Unfortunately photometric time series are subject to noise of two major varieties: white and systematic noise. White noise is of the standard independent and identical structure from measurement to measurement, whereas systematics correlate heavily between different stars and time scales (e.g., instrumental measurement errors or seeing conditions that vary on a nightly basis). Such noise complicates the process of detecting transients,  (e.g. the characteristic depressions or transits from exoplanets), and so it is prudent to decontaminate light curves of this noise before analyzing them to look for transients. It turns out that in practice, systematics tend to dominate noise patterns in comparison to white noise. Our work concerns the implementation and application of a well known systematic trend filtering methodology by Bakos and Kovacs, the Trend Filtering Algorithm (TFA), and the investigation into ways to improve its performance.   

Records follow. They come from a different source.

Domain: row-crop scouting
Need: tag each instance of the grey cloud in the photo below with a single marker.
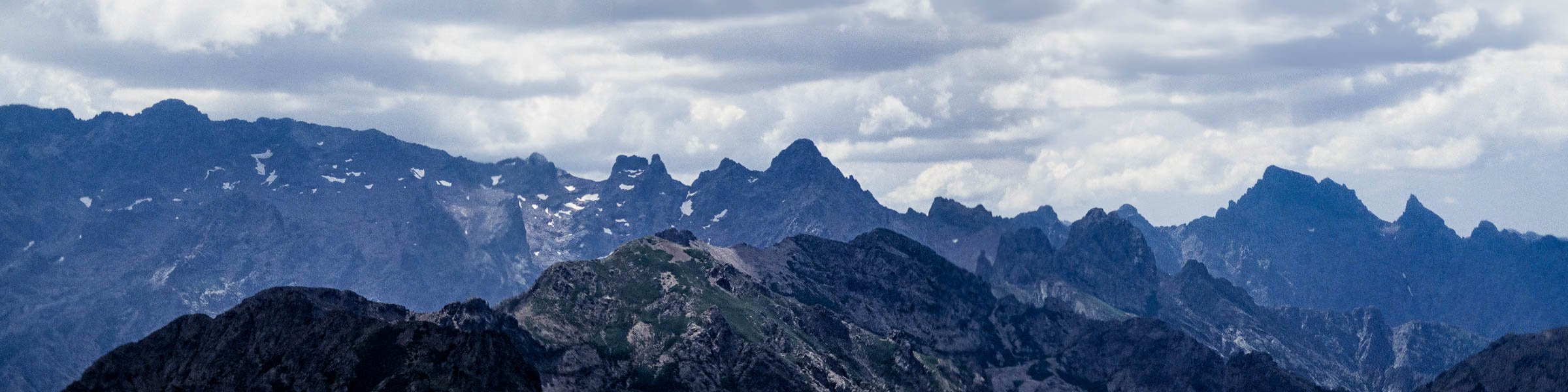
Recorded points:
(1352, 46)
(300, 63)
(565, 13)
(821, 46)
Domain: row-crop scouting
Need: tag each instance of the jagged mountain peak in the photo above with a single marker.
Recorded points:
(1300, 197)
(1194, 269)
(1418, 217)
(804, 157)
(173, 108)
(954, 212)
(1484, 229)
(634, 167)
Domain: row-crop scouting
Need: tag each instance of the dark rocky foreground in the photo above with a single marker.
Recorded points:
(323, 339)
(1517, 363)
(171, 212)
(670, 312)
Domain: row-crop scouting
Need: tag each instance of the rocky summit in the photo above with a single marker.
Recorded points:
(114, 226)
(670, 312)
(1106, 270)
(1292, 240)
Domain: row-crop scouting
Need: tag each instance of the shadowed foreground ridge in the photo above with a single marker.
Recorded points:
(323, 339)
(1518, 363)
(672, 312)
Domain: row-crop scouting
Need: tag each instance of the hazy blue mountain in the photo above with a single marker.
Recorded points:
(1296, 240)
(672, 312)
(1106, 270)
(112, 226)
(115, 225)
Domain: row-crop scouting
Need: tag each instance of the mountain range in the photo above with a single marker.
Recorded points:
(670, 312)
(120, 223)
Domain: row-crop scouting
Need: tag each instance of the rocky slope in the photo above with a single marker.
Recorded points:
(1106, 270)
(323, 339)
(115, 225)
(1522, 363)
(1311, 244)
(672, 312)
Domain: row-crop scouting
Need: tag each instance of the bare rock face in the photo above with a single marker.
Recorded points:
(190, 216)
(1523, 363)
(880, 312)
(1103, 272)
(323, 339)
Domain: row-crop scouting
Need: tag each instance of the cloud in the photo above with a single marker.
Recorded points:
(214, 25)
(1175, 106)
(1449, 25)
(891, 115)
(957, 181)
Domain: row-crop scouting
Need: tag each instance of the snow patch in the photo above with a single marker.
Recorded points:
(134, 204)
(261, 169)
(162, 275)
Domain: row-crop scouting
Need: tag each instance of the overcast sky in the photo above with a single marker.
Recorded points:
(1172, 106)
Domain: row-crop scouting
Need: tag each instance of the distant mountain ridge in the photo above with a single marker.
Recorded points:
(176, 214)
(173, 214)
(1296, 240)
(670, 312)
(1106, 270)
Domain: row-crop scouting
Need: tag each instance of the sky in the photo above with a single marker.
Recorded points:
(1172, 106)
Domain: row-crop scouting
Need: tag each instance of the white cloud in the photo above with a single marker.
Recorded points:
(1449, 25)
(957, 181)
(1103, 104)
(206, 25)
(891, 115)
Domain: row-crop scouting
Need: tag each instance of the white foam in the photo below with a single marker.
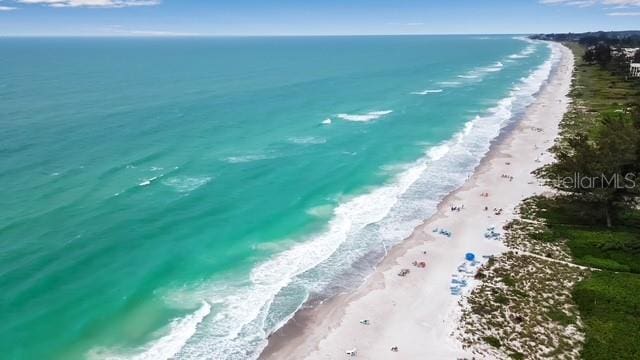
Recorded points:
(247, 158)
(148, 182)
(307, 140)
(186, 183)
(494, 68)
(179, 332)
(372, 115)
(426, 92)
(449, 83)
(383, 216)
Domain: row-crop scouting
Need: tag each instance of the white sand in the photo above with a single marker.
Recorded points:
(417, 313)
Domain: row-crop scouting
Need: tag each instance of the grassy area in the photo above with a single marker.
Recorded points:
(600, 90)
(608, 300)
(609, 304)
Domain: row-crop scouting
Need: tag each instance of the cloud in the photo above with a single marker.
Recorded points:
(92, 3)
(585, 3)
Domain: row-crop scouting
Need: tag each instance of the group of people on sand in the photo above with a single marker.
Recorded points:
(444, 232)
(354, 352)
(420, 264)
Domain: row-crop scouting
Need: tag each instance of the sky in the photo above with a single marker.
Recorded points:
(311, 17)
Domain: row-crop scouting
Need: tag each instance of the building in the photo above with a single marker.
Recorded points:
(634, 69)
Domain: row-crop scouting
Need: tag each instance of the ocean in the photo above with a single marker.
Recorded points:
(184, 197)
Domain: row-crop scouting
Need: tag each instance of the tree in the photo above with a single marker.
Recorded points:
(602, 54)
(600, 167)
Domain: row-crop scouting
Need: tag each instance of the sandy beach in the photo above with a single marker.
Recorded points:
(417, 313)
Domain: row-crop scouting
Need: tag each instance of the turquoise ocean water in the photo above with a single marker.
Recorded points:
(183, 197)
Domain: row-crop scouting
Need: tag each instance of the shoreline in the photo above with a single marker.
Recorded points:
(417, 313)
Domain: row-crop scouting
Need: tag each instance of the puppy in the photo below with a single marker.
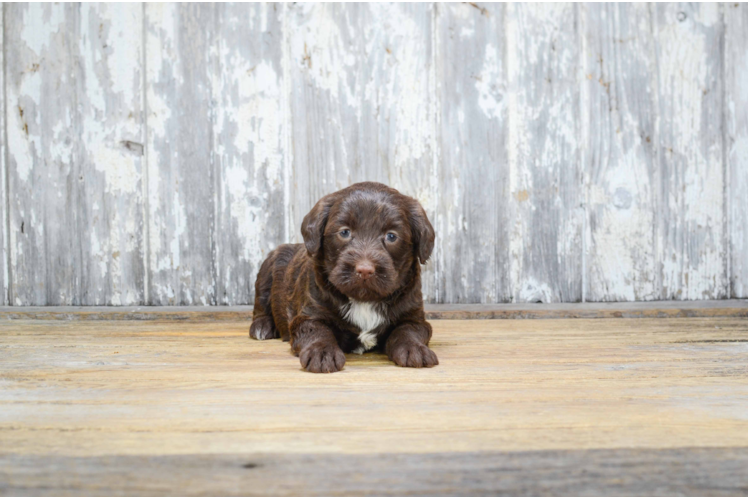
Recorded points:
(355, 283)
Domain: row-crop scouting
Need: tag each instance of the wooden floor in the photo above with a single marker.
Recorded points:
(516, 407)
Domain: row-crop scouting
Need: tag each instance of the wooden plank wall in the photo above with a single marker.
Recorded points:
(155, 153)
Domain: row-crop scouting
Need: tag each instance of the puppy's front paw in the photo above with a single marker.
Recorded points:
(413, 355)
(322, 358)
(262, 328)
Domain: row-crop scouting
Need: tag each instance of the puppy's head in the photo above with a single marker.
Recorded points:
(367, 238)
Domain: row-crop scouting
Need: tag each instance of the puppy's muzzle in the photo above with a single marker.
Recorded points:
(365, 269)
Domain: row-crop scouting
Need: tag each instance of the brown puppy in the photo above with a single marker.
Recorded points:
(355, 283)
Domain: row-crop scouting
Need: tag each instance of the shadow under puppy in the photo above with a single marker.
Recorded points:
(355, 283)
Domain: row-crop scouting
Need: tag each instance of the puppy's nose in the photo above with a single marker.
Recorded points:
(365, 269)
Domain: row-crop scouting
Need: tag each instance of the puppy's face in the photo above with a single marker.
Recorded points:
(371, 236)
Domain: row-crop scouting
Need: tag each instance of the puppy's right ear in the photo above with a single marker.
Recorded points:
(313, 225)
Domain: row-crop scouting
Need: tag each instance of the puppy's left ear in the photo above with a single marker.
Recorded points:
(422, 231)
(313, 225)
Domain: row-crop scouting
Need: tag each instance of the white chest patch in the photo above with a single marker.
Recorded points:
(367, 317)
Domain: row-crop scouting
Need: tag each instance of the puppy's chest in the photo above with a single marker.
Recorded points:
(368, 316)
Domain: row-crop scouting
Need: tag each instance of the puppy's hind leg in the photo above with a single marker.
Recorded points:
(263, 326)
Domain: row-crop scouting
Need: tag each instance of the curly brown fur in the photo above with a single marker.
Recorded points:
(353, 285)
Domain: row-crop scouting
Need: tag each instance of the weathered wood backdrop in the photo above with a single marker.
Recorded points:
(154, 153)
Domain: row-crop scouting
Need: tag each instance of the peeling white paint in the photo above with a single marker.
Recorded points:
(308, 98)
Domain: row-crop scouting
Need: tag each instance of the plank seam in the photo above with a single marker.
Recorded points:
(657, 195)
(145, 186)
(287, 122)
(582, 129)
(435, 137)
(214, 63)
(726, 177)
(6, 170)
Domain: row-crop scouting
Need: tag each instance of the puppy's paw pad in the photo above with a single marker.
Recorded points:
(413, 355)
(263, 328)
(322, 359)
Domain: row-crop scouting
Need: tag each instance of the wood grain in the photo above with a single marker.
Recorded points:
(4, 260)
(736, 133)
(545, 179)
(249, 139)
(473, 223)
(74, 133)
(589, 310)
(77, 392)
(621, 169)
(681, 472)
(181, 178)
(692, 252)
(566, 152)
(361, 103)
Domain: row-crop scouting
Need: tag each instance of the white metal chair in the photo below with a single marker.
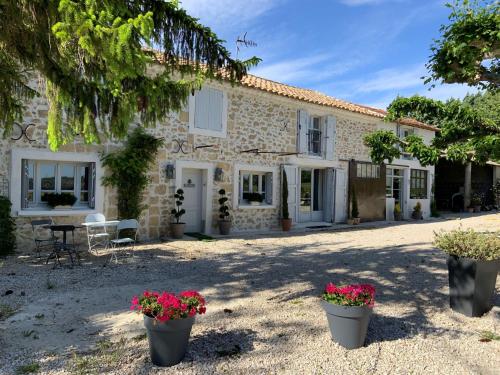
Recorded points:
(132, 226)
(96, 234)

The methodology (in the non-reconstructive mode used for our analysis) essentially consists of two major components: the creation of “template light curves” which are meant to encapsulate typical systematic noise patterns and the filtering of systematic noise from a particular light curve given this set of templates. TFA assumes that systematic noise is a linear combination of these “basis” vectors and the residual of the projection of a light curve onto this “basis” is the filtered signal. Hence we wrote MATLAB code to perform this least squares projection in addition to weighted least squares (where the weights are the inverse of measurement uncertainties of the light curve to be filtered as noted in the thesis of A.Pal) leveraging matrix algebra. An illustration below demonstrates the idea:





For the template selection procedure we implemented and tested a version of hierarchical clustering, introduced by Kim et al. in 2009.

Our overall results were mixed; the analysis on real data (select PTF and 2MASS data) seemed to indicate that overfiltering occurs if a template set is not chosen carefully. On the other hand simulation studies indicate that the modifications we investigated did not improve exoplanet detection, but potentially variable detection (“potentially” because the variable detection numbers were very small for all combinations of factors tried in our simulation study).

Nonetheless, it was an extremely gratifying experience to tie up work begun during the summer of 2009 as a Caltech summer undergraduate research fellow. Peter’s guidance and willingness to see this work through was pivotal and has set an example of mentorship that I hope to fulfill [Editor's note: Thanks Giri!]. Moreover, I am very grateful for the feedback I received from the remainder of my collaborators. Looking forward I still think there is much that can be done with this work: the first being the translation of the code into other languages (e.g., R or Python) and a systematic noise removal methodology which leverages a fully probabilistic (e.g., Bayesian hierarchical) model.